Although synchysis scintillans primarily involves the vitreous cavity, cholesterol crystals have been rarely reported in the anterior chamber. Several mechanisms have been proposed. Crystals may form in situ following anterior chamber hemorrhage or hyphema, but more commonly form in the posterior segment and then migrate anteriorly. Structural changes that facilitate this migration include aphakia, pseudophakia, lens subluxation or luxation, zonular degeneration, or iris atrophy that create abnormal communication between ocular structures.
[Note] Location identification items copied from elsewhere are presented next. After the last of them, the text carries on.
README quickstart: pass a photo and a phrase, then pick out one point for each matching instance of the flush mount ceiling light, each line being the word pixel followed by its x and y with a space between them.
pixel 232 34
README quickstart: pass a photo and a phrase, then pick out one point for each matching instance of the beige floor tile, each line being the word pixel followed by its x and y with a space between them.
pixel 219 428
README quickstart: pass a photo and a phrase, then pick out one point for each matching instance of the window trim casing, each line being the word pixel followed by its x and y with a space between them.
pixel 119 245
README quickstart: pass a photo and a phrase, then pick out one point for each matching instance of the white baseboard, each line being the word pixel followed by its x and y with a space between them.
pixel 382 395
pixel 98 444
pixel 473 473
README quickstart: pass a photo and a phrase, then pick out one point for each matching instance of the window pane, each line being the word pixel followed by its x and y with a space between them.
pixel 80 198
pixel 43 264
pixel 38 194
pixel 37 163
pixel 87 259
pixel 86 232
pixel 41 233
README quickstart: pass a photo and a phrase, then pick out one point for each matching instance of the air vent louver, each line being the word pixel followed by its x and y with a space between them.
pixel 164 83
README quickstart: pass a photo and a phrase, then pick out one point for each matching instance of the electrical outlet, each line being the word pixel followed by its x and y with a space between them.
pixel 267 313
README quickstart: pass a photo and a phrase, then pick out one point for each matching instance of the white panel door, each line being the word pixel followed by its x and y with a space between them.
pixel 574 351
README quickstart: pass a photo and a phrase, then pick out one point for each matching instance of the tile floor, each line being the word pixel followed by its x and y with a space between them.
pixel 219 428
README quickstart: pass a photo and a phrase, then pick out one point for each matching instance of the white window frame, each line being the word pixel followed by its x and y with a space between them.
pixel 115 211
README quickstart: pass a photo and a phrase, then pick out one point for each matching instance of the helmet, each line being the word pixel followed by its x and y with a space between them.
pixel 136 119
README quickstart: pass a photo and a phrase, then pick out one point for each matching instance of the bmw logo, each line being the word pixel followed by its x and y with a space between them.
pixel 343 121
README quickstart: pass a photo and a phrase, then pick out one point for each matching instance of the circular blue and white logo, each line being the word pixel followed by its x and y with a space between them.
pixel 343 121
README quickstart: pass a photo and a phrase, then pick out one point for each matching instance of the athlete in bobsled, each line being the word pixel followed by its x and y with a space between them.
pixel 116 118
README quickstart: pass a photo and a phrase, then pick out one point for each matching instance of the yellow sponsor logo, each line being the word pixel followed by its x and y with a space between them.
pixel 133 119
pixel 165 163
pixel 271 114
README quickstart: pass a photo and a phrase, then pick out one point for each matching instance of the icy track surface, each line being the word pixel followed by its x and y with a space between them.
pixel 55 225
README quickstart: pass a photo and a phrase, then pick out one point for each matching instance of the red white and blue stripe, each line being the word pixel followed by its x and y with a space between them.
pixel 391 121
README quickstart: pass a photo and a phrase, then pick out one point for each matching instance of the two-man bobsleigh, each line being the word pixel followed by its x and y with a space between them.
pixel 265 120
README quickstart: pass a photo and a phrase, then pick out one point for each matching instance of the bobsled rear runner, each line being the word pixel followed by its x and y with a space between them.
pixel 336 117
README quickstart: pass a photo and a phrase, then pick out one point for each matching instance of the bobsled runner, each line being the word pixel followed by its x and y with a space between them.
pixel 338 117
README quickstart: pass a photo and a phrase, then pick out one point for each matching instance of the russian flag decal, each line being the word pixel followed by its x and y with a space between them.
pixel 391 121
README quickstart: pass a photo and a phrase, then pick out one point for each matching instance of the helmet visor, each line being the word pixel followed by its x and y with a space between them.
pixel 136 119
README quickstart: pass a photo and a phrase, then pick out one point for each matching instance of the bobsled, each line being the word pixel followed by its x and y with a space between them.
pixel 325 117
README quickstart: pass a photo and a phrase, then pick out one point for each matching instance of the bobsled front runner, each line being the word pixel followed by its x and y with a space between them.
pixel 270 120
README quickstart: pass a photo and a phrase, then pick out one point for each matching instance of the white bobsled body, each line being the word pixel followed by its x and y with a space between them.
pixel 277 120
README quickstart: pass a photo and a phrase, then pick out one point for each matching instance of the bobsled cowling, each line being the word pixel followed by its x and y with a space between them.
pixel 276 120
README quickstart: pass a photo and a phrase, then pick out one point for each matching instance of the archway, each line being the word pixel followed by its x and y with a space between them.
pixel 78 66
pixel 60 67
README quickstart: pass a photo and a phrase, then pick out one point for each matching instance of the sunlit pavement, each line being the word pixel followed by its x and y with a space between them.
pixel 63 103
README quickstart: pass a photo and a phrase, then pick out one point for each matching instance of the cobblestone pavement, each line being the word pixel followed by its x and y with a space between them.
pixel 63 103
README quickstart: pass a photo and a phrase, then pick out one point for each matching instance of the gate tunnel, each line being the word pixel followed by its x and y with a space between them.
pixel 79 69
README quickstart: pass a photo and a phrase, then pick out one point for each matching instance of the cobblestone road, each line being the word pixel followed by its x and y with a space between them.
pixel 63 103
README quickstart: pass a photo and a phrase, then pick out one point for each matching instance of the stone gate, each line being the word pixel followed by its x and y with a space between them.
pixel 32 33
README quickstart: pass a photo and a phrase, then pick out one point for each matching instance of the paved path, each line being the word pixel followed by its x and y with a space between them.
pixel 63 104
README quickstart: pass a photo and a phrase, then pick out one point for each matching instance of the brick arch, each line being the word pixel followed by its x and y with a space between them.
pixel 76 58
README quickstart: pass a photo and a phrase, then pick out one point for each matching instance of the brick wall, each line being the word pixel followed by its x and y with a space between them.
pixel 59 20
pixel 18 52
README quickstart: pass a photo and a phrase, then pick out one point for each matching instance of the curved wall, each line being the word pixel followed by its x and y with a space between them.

Synchysis scintillans is usually a clinical diagnosis and based on its characteristic ophthalmic findings. Slit-lamp or fundoscopic examination is used for visualization. On examination, the affected eye will reveal refractive multicolored crystals, larger than other intraocular particulate matter. The crystals freely move in suspension within the vitreous cavity and settle inferiorly under gravity at rest, creating a snow-globe effect.
A definitive diagnosis can be made through histology, which will demonstrate birefringent cholesterol crystals under polarized light and positive staining with lipid-specific stains.
The main differential diagnosis is asteroid hyalosis, another degenerative vitreous condition. Where as synchysis scintillans crystals are composed of cholesterol, asteroid hyalosis is composed of calcium-lipid deposits. Asteroid hyalosis is typically seen in older adults and usually not associated with significant underlying ocular disease. Asteroid hyalosis ophthalmic findings reveal particulate matter suspended within the vitreous gel, moving with it and returning to their original position. Cholesterol crystals in synchysis scintillans, however, move freely and settle with gravity.